11.1 ShieldApps is entitled to assign this Agreement without Your consent or notice to You, provided that the party to whom this Agreement is assigned agrees to acknowledge Your rights under this Agreement.

  1. CONFIDENTIALITY

12.1 You agree to keep confidential and refrain from disclosing information that ShieldApps in its sole discretion deems to be of confidential nature including without limitation commission rates, email addresses, and service fees. Your obligation to protect any confidential information does not apply to any information which You can establish to have been publicly known through no action on Your part, is disclosed upon prior written authorization of ShieldApps, or is required to be disclosed by law, or to a competent court, government or regulatory body having the right to same, provided that the ShieldApps is notified immediately of such required disclosure and given the opportunity to seek a protective order.

  1. FORCE MAJEURE

13.1 No default, delay or failure to perform on the part of either party shall be considered a breach of this Agreement if such default, delay, or failure to perform is shown to be due entirely to causes beyond reasonable control of the party charged with a default, including, but not limited to, causes such as strikes, lockouts or other labor disputes, riots, civil disturbances, actions or inaction’s of governmental authorities or suppliers, epidemics, war, embargoes, severe weather, fire, earthquakes, acts of God or the public enemy, or any other cause beyond the reasonable control of such party; provided that the party whose performance is affected by such event gives the other party written notice within (5) business days of such event or occurrence.

  1. SEVERABILITY

14.1 If any provision of this Agreement is unenforceable or invalid for any reason whatever, such unenforceability or invalidity shall not affect the enforceability or validity of the remaining provisions of this Agreement and such provision shall be severable from the remainder of this Agreement.

 

—– Exhibit A – Software Description, Payment Terms and Conditions —–

  1. Licensed Software / Products: Any or all ShieldApps branded products
  2. Commission: Partner shall be entitled to a 50% revenue share from all net sales revenue.
    1. Net revenue shall be calculated as all sales minus refunds/chargebacks.
  3. Payment terms.
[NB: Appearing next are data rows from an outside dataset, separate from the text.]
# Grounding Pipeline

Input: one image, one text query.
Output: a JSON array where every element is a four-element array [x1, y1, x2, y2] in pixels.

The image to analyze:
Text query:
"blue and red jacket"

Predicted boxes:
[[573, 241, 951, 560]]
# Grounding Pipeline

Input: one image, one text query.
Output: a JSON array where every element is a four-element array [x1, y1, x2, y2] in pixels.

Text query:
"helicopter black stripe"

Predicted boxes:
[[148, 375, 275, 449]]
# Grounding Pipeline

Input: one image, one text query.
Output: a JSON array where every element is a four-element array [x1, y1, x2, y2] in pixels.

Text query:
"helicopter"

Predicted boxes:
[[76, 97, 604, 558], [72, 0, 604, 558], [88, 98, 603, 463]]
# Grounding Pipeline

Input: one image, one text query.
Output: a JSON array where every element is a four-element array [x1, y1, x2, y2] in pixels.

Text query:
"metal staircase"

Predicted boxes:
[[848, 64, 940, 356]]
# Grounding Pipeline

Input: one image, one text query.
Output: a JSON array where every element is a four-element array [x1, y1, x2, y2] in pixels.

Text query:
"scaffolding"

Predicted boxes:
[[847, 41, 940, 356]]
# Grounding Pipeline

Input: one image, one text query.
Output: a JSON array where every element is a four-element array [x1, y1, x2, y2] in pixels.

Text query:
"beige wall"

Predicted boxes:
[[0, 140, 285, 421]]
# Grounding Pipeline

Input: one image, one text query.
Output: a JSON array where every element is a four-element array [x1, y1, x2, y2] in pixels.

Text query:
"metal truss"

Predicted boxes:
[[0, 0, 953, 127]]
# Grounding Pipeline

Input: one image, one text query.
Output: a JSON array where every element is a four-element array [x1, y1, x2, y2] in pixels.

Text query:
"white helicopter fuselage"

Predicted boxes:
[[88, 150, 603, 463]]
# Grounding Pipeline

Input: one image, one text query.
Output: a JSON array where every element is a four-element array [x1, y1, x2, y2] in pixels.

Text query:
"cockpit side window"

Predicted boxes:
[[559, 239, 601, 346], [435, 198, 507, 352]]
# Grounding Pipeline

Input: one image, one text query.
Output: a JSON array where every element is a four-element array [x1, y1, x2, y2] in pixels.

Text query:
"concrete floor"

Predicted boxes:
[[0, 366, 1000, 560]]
Unless otherwise agreed by both sides, payments are due Net +30 from invoicing date.
    1. ShieldApps shall report to Partner monthly, for the previous month’s activity.
    2. Partner shall invoice ShieldApps monthly, for the previous month’s activity.
  4. Taxes. Partner will be responsible for, and will promptly pay, all applicable taxes, government fees, duties, excises, tariffs, and other similar amounts of any kind imposed on either party associated with this Agreement or Partner’s receipt, use, export or import of the Licensed Software, or the associated services, except for ShieldApps’ normal operating income taxes.